The vice chief of staff of the Army said that Web-based health care services would go a long way to reducing the stigma of seeking and provide soldiers with multiple sessions with mental health professions.
Testifying June 22 before the Senate Armed Services Committee on a hearing to find ways to reduce the number of suicides in the armed forces, Gen. Peter Chiarelli said, "I really think this is something that will fix this now."
In his prepared testimony, he said, "Our long-term goal is to create a network of counselors and certified mental health care providers that encompasses the entire U.S. Then, when a brigade redeploys, for example, a gymnasium full of stations/computers could be put in place allowing every leader and soldier to participate in a behavioral health evaluation on-line upon redeploying."
Sen. Carl Levin, D-Mich., committee chairman, said, "The increase in suicides by military personnel in the last few years is alarming.
"In 2007, 115 Army soldiers committed suicide. In 2008, the number increased to 140 and to 162 in 2009. Similarly, 33 marines committed suicide in 2007; 42 in 2008 and 52 in 2009."
"We have seen a fairly significant reduction in suicides among active duty soldiers this year as compared to last year. However, we have seen an unexpected increase in suicides among our reserve component soldiers not on active duty, in particular the Army National Guard," Chiarelli said.
Adding, "We are down two with our reserve component soldiers not on active duty. We are up 21 in our National Guard soldiers who are not on active duty. And that concerns me greatly. I think there are three things. I think it’s multiple deployments for them. I don’t think we’re getting enough time with them at the de-mob station to give them the kind of checkouts they need, behavioral health checkouts that they need."
Chiarelli, in answer to a question, said, "I am able to wrap leaders around returning active component soldiers for the entire time that they’re back. We take a reserve component soldier today and within five to seven days, he’s back in his community on his own."
He told the committee that 1,200 soldiers have been through resiliency training at the University of Pennsylvania, and the Army’s goal is to have those trainers in each battalion. At the same time, about 780,000 soldiers have taken an online assessment of their resiliency.

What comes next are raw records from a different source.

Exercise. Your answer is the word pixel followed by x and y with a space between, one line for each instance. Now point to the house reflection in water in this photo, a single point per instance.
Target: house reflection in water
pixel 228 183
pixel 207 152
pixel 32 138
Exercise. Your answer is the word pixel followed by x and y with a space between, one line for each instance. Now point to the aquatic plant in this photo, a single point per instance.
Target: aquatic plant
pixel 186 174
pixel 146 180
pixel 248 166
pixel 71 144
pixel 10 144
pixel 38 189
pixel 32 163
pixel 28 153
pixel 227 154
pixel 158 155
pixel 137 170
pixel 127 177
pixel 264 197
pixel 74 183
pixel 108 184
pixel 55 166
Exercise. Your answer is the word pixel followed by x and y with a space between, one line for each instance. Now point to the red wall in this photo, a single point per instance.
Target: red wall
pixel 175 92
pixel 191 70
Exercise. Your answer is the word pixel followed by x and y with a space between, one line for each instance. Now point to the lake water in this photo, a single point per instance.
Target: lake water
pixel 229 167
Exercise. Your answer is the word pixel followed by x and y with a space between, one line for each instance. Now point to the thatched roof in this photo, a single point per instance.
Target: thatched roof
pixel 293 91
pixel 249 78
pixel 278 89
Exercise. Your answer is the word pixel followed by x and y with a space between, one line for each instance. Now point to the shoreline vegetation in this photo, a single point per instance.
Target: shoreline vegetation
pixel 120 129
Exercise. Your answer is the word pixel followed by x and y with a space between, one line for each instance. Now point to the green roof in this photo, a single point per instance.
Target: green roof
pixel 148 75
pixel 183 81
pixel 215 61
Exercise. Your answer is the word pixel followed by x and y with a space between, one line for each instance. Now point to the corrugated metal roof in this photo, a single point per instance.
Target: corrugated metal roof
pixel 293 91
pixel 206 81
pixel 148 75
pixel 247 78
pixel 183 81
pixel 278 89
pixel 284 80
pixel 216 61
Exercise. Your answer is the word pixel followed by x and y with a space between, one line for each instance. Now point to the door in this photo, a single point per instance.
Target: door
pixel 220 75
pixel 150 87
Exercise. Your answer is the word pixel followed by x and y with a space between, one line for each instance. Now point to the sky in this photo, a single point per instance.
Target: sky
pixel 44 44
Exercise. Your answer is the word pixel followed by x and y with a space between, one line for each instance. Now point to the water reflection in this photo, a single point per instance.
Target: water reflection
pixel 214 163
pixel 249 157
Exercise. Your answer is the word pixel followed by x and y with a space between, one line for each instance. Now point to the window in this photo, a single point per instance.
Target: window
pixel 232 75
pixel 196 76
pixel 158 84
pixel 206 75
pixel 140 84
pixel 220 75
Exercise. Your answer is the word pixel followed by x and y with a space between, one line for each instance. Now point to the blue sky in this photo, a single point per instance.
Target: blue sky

"This [training and assessment] is something that finally starts to get us to the left and not waiting until we see soldiers with problems but try to attack resiliency as far to the left as we possibly can."
Chiarelli said it is important to recognize the connection between Traumatic Brain Injury (TBI) and Post Traumatic Stress Disorder (PTSD) and the high rate of "co-morbidity," or co-existing conditions in an individual. That, coupled with a lack of medical understanding about the disorders, and the differing drugs to treat them and problems like anxiety and depression, complicates diagnosis and treatment, he said.
"There is no doubt that you can go to any of our posts and find soldiers struggling because [doctors] can’t nail down and diagnose their conditions," he said. "But I promise you it is not from lack of trying. We are doing everything we can.
"Our science on the brain is just not as great as it is on other parts of the body," Chiarelli added, noting vast medical opinions about diagnosing and treating the disorders. "It’s not this well-developed science like you find with heart surgery."
Of the Army’s most severely wounded soldiers – those at least 30 percent disabled – at least 60 percent are diagnosed with PTSD or TBI, Chiarelli said.
There still is no conclusive test to diagnose TBI, Dr. Robert L. Jesse, a physician and acting principal deputy undersecretary of health for VA’s Veterans Health Administration, told the committee. "It may just be the complexity of this disease that it takes time to manifest in ways we can diagnose."